Command-line work-stealing scheduler.
If you use the Nix package manager, there's a package in my overlay.
Otherwise, you can build jerbs
with cargo:
cargo install jerbs
Create a job database:
$ jerbs work.db init
Define a job and enqueue some repetitions:
$ jerbs work.db create --count 17 --data "info for thing to do 17 times"
1
The output is the job id, which you can use to edit the job later.
See what's scheduled:
$ jerbs work.db list-available -v
1 17 "info for thing to do 17 times"
(Note: do not use verbose output (-v
) for scripting. It is intended to be
human-readable and the format is unstable.)
Run a worker:
$ while jerbs work.db take $$ | read JOB; do echo $JOB; done
Now start some more!
I made this so I could have a tmux with a worker process in each pane, all taking jobs from the same queue. The worker processes run a shell script that uses this utility to pick the next job.
A job's payload is a blob of data. What's in the blob is up to you.
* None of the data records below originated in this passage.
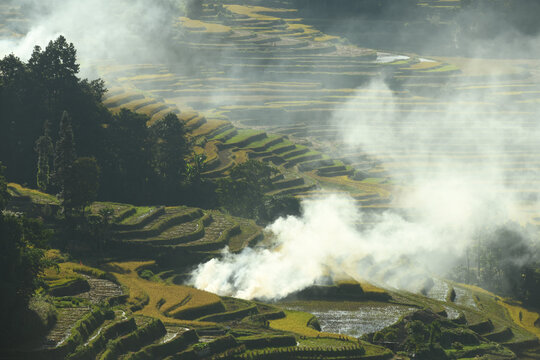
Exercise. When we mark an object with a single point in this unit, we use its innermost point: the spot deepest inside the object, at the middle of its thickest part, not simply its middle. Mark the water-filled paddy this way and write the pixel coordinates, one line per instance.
(351, 318)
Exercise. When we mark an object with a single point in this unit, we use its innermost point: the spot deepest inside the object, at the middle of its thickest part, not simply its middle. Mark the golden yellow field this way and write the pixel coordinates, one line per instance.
(160, 295)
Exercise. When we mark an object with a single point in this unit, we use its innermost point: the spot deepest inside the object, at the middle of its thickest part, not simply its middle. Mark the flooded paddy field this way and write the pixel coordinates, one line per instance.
(351, 318)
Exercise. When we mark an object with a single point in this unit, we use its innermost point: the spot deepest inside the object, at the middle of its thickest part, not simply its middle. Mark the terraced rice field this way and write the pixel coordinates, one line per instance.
(350, 318)
(273, 73)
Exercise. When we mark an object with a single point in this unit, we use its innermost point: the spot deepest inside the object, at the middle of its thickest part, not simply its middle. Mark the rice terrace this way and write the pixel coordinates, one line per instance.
(278, 179)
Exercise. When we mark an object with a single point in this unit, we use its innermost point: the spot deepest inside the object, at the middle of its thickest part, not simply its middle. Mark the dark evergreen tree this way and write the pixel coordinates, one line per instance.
(170, 148)
(126, 159)
(64, 157)
(3, 189)
(21, 261)
(44, 149)
(83, 183)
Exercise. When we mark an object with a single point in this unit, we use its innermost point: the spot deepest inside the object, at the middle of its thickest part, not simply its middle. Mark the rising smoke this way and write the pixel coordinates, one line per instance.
(453, 184)
(119, 31)
(448, 168)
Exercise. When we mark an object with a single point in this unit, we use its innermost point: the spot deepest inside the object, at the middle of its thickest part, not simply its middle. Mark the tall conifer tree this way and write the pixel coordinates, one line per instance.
(64, 157)
(44, 149)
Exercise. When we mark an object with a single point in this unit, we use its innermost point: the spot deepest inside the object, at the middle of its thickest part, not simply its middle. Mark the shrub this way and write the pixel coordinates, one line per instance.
(147, 274)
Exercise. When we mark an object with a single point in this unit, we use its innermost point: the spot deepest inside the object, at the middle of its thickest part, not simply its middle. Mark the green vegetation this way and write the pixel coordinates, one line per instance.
(173, 168)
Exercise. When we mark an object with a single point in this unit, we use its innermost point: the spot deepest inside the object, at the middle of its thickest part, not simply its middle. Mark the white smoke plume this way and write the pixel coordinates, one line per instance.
(442, 207)
(117, 30)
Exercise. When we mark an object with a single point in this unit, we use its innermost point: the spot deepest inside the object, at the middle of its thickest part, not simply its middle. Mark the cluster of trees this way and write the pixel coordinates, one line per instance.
(57, 135)
(22, 244)
(505, 261)
(49, 117)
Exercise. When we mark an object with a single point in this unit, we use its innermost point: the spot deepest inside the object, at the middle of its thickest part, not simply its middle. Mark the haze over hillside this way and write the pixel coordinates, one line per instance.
(383, 150)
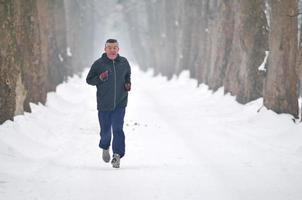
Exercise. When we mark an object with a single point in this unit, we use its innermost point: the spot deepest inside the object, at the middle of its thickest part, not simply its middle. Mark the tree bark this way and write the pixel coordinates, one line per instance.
(280, 92)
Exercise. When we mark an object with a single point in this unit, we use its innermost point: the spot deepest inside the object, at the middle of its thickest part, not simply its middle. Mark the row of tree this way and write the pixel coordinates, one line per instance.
(224, 43)
(41, 43)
If a job
needs multiple parameters, the blobs could be filenames indicating where to
find the job data; or, you might pack the data directly into the blob with a
delimiter-based format or jq
or something.
Worker IDs can be any utf-8 string. If your worker is a bash script, you can
pass $$
to use your worker's PID.
Because the data blob for your task may contain characters that are subject to
string interpolation hazards, any command that requires a blob will read it
from standard input by default. If your blobs are shell-safe, you can instead
use --data
to include your blob in the arguments.
Other work-stealing schedulers (like GNU Parallel) are frameworks; they own the
worker processes, so you can only configure workers through the framework.
jerbs
inverts this paradigm: jerbs
is a utility to be used from your worker
script. With jerbs
you can easily assign unique resources to the workers, pin
workers to CPUs/NUMA nodes, or dynamically vary the number of simultaneous
jobs. At last, the workers control the means of production.